My colleagues at the Salt Lake Center for Engaging Community, particularly John Kesler and Jane Holt, have been hosting some significant state-wide work on civility. It is intended to create a more healthy pattern of dialogue at all levels of community and government. It has the backing of several key state and municipal leaders.
A while back I joined one of the evenings of community engagement. A couple of mayors in the Salt Lake Valley spoke to endorse the process. It was a simple format to learn more deeply with one another by sharing story and response to these two questions: 1) Why does civility matter to you? 2) Where have you seen civility at it’s best?
Lovely small groups convened. I love feeling the power of dialogue as the simple exchange helps make more clarity a more broad and rich intelligence. The group I participated in was hosted by another SLCEC colleague, Steve Prather. As I participated, I noticed and harvested the following five principles and practices to improve civility:
- Kindness multiplies (kindness attracts kindness).
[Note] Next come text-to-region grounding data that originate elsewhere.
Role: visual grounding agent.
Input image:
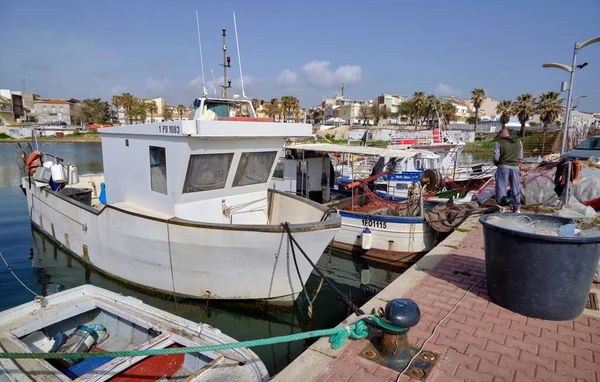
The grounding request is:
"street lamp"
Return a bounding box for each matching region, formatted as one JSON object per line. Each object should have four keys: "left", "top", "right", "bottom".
{"left": 542, "top": 35, "right": 600, "bottom": 155}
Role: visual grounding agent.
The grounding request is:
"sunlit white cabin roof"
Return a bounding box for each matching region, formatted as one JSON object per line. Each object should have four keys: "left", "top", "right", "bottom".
{"left": 287, "top": 143, "right": 440, "bottom": 159}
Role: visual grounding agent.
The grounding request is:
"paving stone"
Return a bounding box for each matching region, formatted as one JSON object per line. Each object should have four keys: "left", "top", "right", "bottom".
{"left": 454, "top": 364, "right": 493, "bottom": 382}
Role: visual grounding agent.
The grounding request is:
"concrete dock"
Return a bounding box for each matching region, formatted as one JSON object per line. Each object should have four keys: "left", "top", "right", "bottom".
{"left": 274, "top": 216, "right": 600, "bottom": 381}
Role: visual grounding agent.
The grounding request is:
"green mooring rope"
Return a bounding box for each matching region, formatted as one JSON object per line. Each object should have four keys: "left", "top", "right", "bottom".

- Brilliance is essential (in these times of intractable challenges and irrepressible dreams). Civility supports this.
- Give primary attention and time to what you care about (and do so by frequently asking what is possible).
- Ground yourself (incivility is a pattern and can sweep your feet out if you aren’t grounded). Yes, many of us live between worlds.
- Remain unquestionably committed to purpose. It is the center, the energetic hearth if you will. What my friend, Toke Moeller calls, “the invisible leader.”
I also harvested in this photo some of what I heard from the 6-8 small groups reporting to the whole group.
Rich learning. Much appreciation with and for these local colleagues.